There are lots of ways I could interpret this dream, but the first and most obvious was that my obsession with my own stuff was keeping me from healing. In the end, after mulling over the dream, the Logion, and the Eckhart piece, I drafted a completely new meditation for the Logion, drawing a parallel between the knowledge we collect and the stuff we buy or wear as just one more manifestation of ego. The new meditation reads like this:

I see that you have clothed yourself
in all manner of righteousness:
that you read all the right books,
and say all the right things;
that you know exactly
what appearances to cultivate
to look as if you belong in my court.

This knowledge you have is useless
if you yourself are empty
of compassion,
of gratitude,
of tenderness and forgiveness.

I’m not interested in seeing what you know.
I’m interested in seeing how you love.


I love how it all flows together; love also that there's still so much for me to learn. But I'm still struggling a bit with finding compassion for myself, for all the ways I don't yet live into my beliefs and knowledge. It's okay. It will come, in its own good time..

4 comments:

Maureen said...

I really like those last two lines of your poem. They need no elaboration. Enormously quotable, too.

Kimberly Mason said...

I am ESPECIALLY fond of this meditation. Perfect.

Louise Gallagher said...

Thank you Diane.

We returned home tonight from driving back from Vancouver to a living room, rearranged and filled with young men chatting. Charles, my partner's 21 year old son is currently living with us. He has a band and they were having a band meeting.

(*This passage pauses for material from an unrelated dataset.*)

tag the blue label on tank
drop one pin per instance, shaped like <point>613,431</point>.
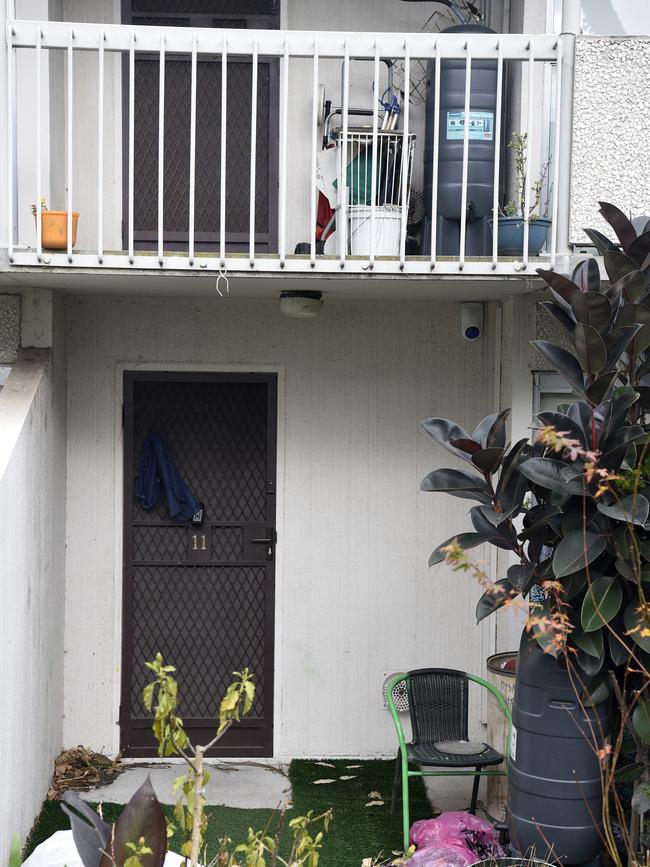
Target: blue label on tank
<point>481,125</point>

Now, there is a room downstairs, a large room, that is his to use at will.

I found myself caught up in my inner talk. that voice of irritation that natters away at me, telling me all the reasons why 'this' is wwrong. Why I deserve my peace and tranquility in my home -- and I do -- but how I manifest it is where I go into ego rant and become fixated on all that is wrong and negative about having his son here. In my angst, I struggle with having his son here -- and in my struggle make it uncomfortable for all of us to live in harmony.

not pretty. Not my best moment.

Your post and meditation have calmed my ruffled soul.

Thank you.

Louise

Dianna Woolley said...

Your meditation is extraordinarily thoughtful and beautiful!